Mr. Fergus, go ahead. You have your hand up.

12:50 p.m.

Liberal

Greg Fergus Liberal Hull—Aylmer, QC

Can I ask a follow-up question to yours? I thought it was a really interesting line of investigation that you were going on, and I want to—

12:50 p.m.

Conservative

The Chair Conservative Pat Kelly

Yes. Go ahead, Mr. Fergus. We have a few moments left.

12:50 p.m.

Liberal

Greg Fergus Liberal Hull—Aylmer, QC

Following up on Mr. Kelly's question about the individual use and whether or not there's.... Let's say there's consent. When we use the facial recognition technologies to have access to our phones, are those images shared beyond the use of that phone and the owner of that phone? Are fingerprints used? Is that information shared beyond?

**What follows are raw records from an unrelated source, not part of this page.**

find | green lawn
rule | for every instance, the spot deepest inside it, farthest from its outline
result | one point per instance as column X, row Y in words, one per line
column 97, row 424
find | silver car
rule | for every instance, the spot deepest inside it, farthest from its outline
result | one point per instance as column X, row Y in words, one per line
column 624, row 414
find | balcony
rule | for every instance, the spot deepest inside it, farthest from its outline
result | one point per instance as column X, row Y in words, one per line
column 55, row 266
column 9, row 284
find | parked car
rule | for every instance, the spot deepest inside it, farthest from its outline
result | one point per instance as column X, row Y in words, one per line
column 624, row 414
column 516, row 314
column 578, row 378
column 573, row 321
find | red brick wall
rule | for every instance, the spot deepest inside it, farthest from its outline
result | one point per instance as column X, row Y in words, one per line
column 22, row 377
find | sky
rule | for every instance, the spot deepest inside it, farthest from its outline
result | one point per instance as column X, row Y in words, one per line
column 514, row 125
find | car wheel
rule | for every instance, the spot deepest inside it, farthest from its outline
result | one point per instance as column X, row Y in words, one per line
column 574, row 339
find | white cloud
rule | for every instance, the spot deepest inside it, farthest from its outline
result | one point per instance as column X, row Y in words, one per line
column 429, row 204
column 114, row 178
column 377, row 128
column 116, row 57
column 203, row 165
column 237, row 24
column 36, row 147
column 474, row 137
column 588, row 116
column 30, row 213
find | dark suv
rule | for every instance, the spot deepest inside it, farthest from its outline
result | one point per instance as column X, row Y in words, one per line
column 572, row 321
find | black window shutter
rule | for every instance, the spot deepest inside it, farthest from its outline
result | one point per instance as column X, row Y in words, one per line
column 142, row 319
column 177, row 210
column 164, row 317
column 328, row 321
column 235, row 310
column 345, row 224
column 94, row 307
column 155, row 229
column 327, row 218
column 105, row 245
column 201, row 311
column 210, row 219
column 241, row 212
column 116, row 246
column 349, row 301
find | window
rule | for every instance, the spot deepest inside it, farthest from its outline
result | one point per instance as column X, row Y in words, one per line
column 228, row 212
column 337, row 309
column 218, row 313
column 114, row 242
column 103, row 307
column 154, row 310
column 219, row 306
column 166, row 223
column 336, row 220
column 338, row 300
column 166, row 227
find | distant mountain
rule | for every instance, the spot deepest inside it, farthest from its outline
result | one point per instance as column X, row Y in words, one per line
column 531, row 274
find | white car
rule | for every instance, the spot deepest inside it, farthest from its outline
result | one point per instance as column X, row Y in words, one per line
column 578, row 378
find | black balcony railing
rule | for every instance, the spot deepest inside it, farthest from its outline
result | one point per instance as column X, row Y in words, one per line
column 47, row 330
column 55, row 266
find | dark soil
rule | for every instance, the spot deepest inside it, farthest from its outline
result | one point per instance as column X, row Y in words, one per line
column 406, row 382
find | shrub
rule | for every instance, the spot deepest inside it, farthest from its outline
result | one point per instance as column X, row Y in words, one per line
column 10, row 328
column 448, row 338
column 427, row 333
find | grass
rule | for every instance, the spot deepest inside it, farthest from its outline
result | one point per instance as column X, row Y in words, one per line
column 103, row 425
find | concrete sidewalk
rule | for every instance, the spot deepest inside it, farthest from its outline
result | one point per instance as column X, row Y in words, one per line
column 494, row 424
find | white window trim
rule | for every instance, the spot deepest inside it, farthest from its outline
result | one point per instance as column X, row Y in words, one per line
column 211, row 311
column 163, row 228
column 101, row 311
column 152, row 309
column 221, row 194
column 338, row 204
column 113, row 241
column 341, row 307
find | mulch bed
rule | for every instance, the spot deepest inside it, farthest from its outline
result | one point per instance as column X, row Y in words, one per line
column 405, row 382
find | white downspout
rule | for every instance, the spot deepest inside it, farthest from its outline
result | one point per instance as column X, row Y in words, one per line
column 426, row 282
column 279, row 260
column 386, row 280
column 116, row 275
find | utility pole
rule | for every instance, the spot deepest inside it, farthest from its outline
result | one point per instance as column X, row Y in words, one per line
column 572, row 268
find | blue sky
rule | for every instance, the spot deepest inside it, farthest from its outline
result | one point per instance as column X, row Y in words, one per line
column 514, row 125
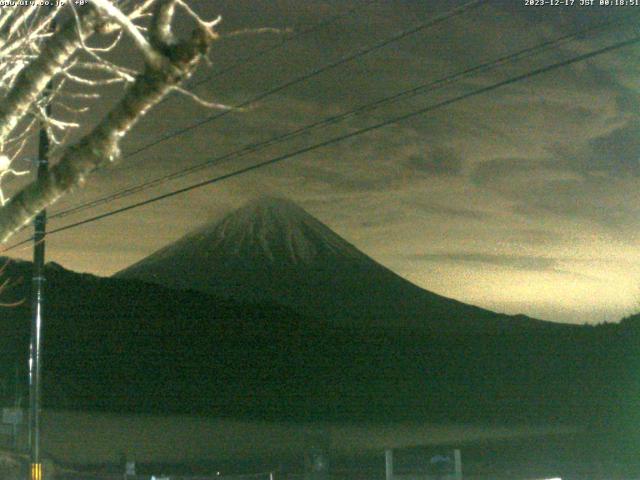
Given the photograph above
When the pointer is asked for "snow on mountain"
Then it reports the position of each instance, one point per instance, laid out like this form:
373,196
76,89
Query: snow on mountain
271,249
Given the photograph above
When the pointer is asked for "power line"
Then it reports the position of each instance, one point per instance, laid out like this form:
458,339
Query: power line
313,73
252,148
341,138
242,62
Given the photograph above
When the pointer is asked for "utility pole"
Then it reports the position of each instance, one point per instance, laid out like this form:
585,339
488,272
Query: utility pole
37,300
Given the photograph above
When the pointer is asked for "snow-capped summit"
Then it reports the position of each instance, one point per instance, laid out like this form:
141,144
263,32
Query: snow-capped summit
271,249
275,230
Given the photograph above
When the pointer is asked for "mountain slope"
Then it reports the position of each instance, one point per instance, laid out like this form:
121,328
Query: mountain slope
272,249
129,346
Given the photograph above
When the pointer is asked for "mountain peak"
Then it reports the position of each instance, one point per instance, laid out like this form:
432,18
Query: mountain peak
272,249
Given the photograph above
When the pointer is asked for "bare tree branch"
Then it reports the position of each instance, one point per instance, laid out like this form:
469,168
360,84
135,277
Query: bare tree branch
171,63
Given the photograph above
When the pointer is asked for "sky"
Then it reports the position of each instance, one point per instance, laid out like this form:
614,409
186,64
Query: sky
524,199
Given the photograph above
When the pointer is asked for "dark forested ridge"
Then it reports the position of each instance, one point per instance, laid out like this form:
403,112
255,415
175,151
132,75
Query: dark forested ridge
123,345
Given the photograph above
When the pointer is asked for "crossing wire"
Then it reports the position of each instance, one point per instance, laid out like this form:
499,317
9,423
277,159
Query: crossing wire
418,90
334,140
315,72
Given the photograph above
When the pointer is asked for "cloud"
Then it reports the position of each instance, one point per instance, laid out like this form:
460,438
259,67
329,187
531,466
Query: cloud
437,160
514,262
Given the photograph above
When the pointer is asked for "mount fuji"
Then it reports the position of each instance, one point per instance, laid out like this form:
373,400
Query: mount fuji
273,250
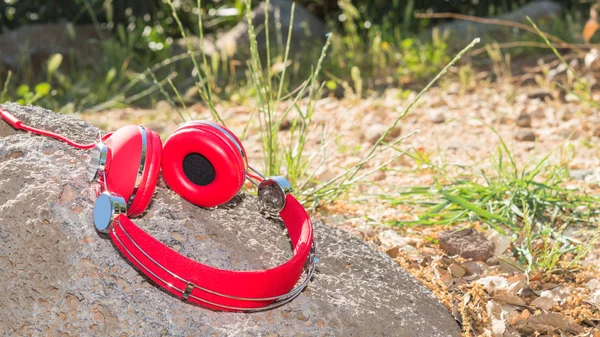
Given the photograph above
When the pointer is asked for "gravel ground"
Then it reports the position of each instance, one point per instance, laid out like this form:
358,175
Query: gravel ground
446,126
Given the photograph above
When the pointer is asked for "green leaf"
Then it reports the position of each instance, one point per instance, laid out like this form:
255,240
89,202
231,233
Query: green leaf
455,199
23,90
42,89
110,76
53,63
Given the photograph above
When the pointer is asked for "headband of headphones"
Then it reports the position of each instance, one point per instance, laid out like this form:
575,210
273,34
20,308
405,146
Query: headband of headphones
206,164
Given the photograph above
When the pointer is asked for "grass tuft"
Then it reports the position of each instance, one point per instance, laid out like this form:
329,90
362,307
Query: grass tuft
531,205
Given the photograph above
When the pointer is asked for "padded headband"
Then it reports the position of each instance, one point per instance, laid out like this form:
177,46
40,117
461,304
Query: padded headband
217,288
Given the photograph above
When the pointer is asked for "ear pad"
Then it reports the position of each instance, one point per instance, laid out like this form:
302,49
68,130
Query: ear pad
125,149
150,176
204,163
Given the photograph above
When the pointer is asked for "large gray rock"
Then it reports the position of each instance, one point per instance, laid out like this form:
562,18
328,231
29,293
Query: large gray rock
59,277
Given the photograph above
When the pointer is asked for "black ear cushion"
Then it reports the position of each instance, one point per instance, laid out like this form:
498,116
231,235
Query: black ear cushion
188,155
150,175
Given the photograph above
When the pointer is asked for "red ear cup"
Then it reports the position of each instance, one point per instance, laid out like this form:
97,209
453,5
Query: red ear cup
132,165
204,163
142,198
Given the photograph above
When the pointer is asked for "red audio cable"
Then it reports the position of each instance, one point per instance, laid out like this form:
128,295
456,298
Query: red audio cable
18,125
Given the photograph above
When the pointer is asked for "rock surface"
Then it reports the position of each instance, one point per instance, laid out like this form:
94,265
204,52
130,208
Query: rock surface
65,279
467,243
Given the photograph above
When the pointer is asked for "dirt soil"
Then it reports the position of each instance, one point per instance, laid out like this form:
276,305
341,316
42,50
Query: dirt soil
488,298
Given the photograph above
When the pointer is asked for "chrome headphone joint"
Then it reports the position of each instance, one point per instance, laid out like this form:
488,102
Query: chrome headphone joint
272,193
106,209
97,161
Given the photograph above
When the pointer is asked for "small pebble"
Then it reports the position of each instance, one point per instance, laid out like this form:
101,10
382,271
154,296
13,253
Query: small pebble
524,121
436,116
525,136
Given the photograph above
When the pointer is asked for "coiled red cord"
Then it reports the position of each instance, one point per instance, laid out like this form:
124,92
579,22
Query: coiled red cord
18,125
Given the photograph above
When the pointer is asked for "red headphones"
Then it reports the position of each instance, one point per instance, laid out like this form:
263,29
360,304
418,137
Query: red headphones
206,164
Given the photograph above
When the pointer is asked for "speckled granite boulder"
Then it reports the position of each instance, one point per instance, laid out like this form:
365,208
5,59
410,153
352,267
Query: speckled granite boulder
60,278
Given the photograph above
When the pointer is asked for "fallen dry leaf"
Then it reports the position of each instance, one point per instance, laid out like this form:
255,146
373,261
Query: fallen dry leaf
545,322
543,303
493,283
510,299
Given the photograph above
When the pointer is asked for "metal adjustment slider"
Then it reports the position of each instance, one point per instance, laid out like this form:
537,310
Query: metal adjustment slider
188,291
97,161
272,192
108,206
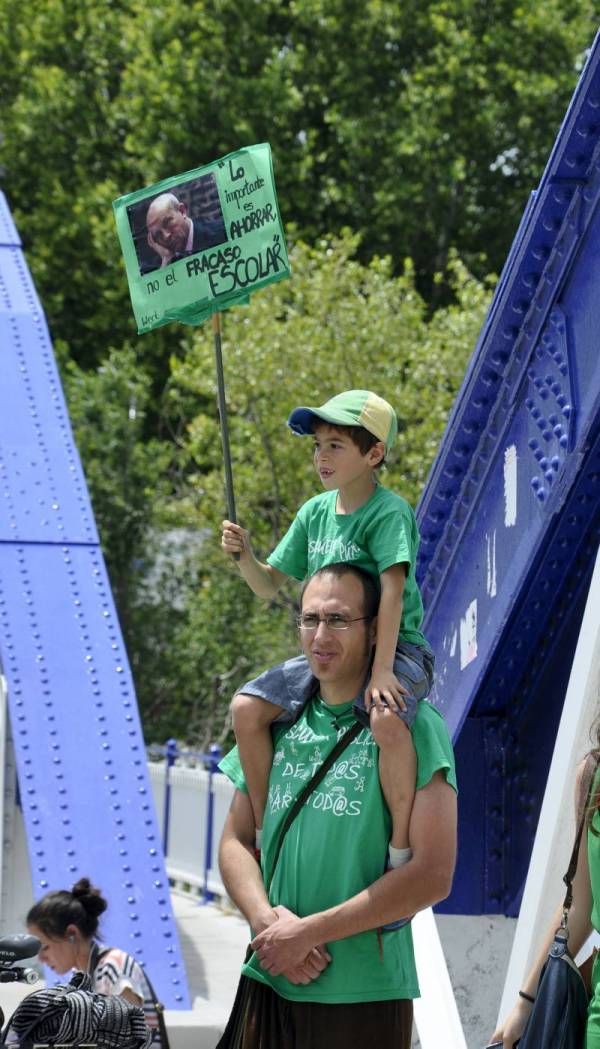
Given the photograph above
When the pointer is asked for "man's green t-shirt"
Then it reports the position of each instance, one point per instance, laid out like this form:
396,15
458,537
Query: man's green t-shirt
338,843
381,533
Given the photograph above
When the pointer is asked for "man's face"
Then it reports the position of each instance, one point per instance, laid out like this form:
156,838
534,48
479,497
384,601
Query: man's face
168,227
339,659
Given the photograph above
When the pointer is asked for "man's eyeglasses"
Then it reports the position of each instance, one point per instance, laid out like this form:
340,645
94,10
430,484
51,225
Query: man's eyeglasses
334,622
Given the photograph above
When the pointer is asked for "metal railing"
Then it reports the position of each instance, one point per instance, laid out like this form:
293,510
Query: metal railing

I thought the consent on those kinds of phones or security devices was between the end-user and the phone itself. Please correct me if I'm wrong, because I'd like to know.

12:50 p.m.

Prof. Rob Jenkins

Different companies have taken different positions on that. For some companies, everything happens on the device. For other companies, that's not a part of the deal; it can go to the cloud and from there to other places.

12:50 p.m.

Conservative

The Chair Conservative Pat Kelly

Would any of our other witnesses care to comment?

Go ahead, Dr. Watkins.

12:50 p.m.

Postdoctoral Research Associate, Princeton University, As an Individual

Dr. Elizabeth Anne Watkins

Thank you.

I agree with Dr. Jenkins. The variance that he described, the lack of certainty that we have about whether the data stays on the phone or if it stays on company servers, or if, in fact, it's used by a third party vendor and stored on their servers, shows the need for transparency that we ought to have on where this data is being stored and how it's being used.

12:50 p.m.

Conservative

The Chair Conservative Pat Kelly

Go ahead, Ms. Wang.

12:50 p.m.

Computer Science Graduate Researcher, Princeton University, As an Individual

Angelina Wang

There's a new version of training called “federated learning”, where you can keep the image on your device the entire time, but you still consent to an update. You tell them all how it should adjust its parameters such that it can better classify your own image. In this case, the image never leaves you or your phone, but the model is still able to use that information to improve itself. However, it is a bit ambiguous how consent would work there.

12:50 p.m.

Conservative

The Chair Conservative Pat Kelly

All right.

Thank you so much to our witnesses. It's been a very informative panel.

With that, the meeting is adjourned.